Despite the cough the term still managed to wind to an end with a few great barbecues as highlights. The sad part of the end of any school year is saying goodbye to colleagues who are moving on. It's one of the negative parts of international school teaching. Saying goodbye always means that things are going to change, new people are going to come in and things won't be the same. But different isn't bad and is often better. Change is hard though and as I get older, it becomes more difficult to cope with.
Like today when I decided to visit my favourite shopping centre in Cape Town, Tygervalley. All I wanted was a haircut. But they are revamping, you can't get where you want to go, shops have been temporarily closed, construction is everywhere. And I was miffed to put it mildly and just wanted to go home. This is when I thinks change sucks and I can't cope with it anymore. I know the finished product is going to make it a better shopping experience than it was before. Well, that's what all the billboards tell me. But that doesn't placate me. My hairdresser has disappeared and I'm disappointed. When I'm disappointed, then I'm not in the right frame of mind to handle change. I don't think I'll return to Tygervalley this holiday.
We're lucky we managed to arrive in Cape Town. The travel agent cocked up Siobhan's flight which I hadn't picked up. For our Joburg to Cape Town connection, instead of the 18 June, the agent had 28 June. After buying a new ticket for her it was sorted. Then while waiting for the plane to take-off, the pilot informs us that the plane is delayed while technicians quickly perform some repairs. Very motivating that was. Especially when he says the repairs are necessary as they have our safety at heart. While we were waiting the cabin crew escorted the three young drunk girls sitting behind us to the galley for a lecture on decorum on a plane. They were told to pull themselves together or leave the plane. Entertainment for the rest of us sitting waiting for an hour before the plane was fixed. Because of the technical problem, the plane had to low-fly below the clouds instead of above them.

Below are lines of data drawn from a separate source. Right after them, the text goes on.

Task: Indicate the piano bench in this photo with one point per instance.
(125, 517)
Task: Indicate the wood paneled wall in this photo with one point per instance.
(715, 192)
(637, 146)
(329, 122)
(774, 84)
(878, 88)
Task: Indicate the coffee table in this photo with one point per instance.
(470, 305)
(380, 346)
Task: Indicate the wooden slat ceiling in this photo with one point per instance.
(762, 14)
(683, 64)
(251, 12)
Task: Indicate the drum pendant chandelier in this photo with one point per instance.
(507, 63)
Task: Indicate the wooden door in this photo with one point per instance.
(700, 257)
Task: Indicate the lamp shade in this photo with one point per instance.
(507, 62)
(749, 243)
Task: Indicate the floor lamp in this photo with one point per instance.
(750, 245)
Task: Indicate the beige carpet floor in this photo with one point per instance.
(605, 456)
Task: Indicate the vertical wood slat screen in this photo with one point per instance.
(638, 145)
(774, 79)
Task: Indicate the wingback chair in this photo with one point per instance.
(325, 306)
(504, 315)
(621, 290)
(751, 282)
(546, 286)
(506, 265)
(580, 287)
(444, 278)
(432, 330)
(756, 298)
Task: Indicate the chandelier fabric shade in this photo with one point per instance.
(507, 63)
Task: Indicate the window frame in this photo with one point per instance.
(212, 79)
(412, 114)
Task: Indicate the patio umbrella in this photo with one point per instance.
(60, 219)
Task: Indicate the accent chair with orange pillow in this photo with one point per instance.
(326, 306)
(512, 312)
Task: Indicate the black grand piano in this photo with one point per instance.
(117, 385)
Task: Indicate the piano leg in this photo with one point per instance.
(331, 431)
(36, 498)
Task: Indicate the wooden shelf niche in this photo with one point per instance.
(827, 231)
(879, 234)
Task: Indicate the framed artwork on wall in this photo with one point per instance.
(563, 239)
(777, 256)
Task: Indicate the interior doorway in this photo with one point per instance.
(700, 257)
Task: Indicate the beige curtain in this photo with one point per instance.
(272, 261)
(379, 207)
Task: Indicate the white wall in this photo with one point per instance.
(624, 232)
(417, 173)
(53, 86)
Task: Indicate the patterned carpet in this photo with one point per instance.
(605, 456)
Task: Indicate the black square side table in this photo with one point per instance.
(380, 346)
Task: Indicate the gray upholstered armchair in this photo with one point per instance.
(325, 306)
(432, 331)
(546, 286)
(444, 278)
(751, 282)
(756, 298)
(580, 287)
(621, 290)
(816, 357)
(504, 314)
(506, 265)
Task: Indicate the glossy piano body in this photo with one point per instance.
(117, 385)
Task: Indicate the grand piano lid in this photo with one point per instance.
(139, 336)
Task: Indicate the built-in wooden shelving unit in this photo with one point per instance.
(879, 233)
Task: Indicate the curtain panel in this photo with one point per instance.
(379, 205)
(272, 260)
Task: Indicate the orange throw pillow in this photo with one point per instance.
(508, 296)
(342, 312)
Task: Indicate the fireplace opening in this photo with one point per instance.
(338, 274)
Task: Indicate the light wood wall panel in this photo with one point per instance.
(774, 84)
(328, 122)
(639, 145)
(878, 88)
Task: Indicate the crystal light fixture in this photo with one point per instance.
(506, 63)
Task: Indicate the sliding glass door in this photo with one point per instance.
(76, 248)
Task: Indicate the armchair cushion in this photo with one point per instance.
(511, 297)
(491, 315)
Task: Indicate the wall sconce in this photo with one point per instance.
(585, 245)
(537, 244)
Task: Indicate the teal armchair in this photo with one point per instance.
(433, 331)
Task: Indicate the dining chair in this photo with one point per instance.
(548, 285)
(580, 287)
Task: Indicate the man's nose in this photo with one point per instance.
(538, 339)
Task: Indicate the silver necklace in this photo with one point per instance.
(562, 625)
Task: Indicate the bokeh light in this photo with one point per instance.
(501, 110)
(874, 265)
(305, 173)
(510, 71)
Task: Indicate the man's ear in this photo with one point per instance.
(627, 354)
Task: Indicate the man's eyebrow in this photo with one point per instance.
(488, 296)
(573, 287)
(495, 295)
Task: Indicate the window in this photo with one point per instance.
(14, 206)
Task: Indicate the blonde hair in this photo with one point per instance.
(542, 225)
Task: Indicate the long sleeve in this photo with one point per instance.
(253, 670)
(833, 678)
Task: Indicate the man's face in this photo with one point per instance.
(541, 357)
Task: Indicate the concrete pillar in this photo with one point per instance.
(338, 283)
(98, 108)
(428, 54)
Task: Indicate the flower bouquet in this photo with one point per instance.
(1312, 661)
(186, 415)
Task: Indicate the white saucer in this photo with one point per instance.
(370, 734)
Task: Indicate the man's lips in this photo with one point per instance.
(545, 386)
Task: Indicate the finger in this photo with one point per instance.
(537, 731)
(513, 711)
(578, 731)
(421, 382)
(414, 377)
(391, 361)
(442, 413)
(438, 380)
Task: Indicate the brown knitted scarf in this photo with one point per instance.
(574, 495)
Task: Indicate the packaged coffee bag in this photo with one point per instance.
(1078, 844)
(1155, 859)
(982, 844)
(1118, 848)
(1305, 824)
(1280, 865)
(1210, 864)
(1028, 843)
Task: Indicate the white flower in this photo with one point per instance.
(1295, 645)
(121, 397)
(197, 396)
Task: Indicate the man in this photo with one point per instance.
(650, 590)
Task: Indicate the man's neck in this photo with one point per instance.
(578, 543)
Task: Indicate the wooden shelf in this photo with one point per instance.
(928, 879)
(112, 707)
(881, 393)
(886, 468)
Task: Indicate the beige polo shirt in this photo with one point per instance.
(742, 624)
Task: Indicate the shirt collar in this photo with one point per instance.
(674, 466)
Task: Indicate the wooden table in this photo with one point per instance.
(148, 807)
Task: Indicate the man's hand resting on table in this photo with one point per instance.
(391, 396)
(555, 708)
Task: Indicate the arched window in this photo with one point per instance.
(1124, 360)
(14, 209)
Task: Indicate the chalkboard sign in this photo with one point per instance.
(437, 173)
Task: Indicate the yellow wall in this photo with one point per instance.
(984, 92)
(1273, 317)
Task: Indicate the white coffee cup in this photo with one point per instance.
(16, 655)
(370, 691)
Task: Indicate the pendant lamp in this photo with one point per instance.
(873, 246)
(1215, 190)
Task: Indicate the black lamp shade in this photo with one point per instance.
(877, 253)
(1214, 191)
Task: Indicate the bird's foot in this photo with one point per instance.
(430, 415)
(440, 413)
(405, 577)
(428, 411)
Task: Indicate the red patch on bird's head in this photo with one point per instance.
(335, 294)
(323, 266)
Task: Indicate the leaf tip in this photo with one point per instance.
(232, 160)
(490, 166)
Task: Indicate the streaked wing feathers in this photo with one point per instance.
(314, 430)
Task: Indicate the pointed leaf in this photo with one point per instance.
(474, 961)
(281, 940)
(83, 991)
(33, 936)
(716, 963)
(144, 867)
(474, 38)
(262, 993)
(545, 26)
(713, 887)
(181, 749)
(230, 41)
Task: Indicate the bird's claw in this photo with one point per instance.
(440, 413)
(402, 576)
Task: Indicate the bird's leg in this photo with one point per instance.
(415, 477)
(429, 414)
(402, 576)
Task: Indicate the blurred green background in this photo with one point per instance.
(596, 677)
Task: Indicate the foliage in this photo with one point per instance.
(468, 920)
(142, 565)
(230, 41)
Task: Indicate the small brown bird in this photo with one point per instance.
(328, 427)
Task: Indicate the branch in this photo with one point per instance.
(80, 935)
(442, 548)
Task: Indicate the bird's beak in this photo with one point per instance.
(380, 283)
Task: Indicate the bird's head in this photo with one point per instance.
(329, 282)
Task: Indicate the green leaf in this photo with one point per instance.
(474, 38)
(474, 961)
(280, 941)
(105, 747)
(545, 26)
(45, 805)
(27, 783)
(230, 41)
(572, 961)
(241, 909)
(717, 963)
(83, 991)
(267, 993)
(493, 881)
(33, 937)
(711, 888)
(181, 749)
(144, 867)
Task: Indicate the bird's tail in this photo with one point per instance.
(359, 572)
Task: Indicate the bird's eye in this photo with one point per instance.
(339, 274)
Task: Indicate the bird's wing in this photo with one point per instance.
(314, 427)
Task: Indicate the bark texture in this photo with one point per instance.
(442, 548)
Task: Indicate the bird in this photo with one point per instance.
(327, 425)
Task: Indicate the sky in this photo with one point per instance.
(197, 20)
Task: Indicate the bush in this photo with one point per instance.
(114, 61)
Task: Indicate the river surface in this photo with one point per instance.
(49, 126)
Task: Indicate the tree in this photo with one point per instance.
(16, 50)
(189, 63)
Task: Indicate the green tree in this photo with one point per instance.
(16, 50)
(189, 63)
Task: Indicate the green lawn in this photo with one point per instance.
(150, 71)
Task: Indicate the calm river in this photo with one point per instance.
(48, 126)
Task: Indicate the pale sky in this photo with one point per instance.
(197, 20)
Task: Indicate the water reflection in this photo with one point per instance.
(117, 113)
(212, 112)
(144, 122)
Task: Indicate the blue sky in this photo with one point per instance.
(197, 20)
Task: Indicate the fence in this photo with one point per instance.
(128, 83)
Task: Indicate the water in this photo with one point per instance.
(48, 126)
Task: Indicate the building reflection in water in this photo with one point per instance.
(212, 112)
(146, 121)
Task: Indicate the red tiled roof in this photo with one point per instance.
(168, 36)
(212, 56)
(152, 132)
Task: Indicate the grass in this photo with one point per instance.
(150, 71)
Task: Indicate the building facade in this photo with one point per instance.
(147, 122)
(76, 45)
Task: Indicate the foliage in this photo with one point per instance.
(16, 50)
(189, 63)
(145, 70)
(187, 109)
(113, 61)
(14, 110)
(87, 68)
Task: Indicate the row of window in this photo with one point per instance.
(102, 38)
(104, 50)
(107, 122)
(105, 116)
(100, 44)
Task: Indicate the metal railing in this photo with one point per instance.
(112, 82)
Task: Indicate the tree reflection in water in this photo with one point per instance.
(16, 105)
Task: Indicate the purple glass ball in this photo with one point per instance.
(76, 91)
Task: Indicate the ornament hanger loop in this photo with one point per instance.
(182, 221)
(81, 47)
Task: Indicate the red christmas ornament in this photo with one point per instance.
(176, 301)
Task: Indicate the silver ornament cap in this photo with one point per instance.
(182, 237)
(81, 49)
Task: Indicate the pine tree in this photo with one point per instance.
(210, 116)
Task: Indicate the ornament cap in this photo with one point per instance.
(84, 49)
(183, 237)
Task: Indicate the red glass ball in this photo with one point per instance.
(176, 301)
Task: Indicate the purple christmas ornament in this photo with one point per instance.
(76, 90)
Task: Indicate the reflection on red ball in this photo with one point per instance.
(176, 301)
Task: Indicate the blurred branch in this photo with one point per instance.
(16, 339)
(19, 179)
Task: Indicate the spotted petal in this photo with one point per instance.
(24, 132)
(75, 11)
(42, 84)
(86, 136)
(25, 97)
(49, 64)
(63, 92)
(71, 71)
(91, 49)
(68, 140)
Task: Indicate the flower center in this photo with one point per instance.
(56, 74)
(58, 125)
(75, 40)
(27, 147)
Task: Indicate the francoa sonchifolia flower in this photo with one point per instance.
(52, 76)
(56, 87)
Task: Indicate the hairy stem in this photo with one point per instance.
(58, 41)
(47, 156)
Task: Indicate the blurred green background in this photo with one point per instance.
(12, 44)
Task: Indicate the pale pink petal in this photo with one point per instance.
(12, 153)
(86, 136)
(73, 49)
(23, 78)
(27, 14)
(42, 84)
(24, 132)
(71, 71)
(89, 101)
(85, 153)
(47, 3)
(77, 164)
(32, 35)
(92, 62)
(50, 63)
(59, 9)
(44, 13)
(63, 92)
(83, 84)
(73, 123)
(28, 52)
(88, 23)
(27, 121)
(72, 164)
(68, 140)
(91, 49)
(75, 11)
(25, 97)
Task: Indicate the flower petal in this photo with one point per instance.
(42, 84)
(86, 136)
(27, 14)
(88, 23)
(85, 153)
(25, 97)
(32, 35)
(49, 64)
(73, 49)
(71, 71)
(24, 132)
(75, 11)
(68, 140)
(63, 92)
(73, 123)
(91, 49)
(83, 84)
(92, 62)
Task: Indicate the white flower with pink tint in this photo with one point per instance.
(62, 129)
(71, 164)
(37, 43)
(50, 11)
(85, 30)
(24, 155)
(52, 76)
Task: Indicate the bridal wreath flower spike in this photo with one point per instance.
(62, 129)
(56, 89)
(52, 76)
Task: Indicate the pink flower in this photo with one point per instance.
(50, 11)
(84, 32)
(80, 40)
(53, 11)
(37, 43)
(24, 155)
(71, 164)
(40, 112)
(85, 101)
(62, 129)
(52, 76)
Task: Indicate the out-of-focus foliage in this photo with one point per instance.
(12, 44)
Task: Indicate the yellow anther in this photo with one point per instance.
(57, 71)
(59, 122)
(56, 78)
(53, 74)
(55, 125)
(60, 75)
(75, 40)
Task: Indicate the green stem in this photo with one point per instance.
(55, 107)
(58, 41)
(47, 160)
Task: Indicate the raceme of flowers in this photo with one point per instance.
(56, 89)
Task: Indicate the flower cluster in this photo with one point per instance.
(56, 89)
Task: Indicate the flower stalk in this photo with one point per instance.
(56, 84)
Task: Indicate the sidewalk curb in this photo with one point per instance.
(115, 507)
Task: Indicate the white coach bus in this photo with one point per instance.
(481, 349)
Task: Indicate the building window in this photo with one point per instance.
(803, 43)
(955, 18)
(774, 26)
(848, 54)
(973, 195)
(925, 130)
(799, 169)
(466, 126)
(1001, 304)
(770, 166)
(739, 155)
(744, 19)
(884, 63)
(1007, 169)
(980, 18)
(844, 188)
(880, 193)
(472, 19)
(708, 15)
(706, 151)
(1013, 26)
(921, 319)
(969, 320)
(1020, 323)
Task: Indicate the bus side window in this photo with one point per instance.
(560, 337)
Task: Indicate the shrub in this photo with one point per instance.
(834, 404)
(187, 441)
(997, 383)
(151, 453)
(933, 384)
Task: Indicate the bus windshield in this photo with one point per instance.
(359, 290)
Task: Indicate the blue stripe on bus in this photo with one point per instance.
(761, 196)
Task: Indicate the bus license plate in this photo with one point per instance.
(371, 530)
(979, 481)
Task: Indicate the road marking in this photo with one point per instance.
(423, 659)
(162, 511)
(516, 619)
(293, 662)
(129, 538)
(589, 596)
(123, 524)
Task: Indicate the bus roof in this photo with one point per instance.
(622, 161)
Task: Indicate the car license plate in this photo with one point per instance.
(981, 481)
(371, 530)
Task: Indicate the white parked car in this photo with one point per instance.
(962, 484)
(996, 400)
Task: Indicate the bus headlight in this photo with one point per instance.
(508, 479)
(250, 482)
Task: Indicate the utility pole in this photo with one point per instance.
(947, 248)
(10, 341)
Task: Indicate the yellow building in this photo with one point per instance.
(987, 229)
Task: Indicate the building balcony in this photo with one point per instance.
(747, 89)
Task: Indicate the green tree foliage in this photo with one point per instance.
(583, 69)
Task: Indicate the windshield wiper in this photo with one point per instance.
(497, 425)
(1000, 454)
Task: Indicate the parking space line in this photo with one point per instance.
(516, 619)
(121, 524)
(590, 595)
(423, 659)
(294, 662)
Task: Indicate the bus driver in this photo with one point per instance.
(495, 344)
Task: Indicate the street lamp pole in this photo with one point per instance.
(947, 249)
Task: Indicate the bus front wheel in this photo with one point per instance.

As we arrived in Cape Town, the pilot announced we were the last flight to leave or arrive for the night as all other flights were cancelled because of the volcanic ash cloud that had arrived from Chile. So we were lucky we'd just escaped that.
So here we are in Cape Town and we have power. I can't describe how wonderful that is. The last few months in Tanzania the power has been the pits with daily power cuts. Despite the power cuts, or should I say - in spite of the power cuts, I managed to finish the first draft of How to say no to sex and other survival tips for the suddenly single. Now the editing and rewriting process begins.
If you're on holiday now then I hope you have a fantastic relaxing stress-free break. If you're at work, as they say in Swahili, "Pole sane!"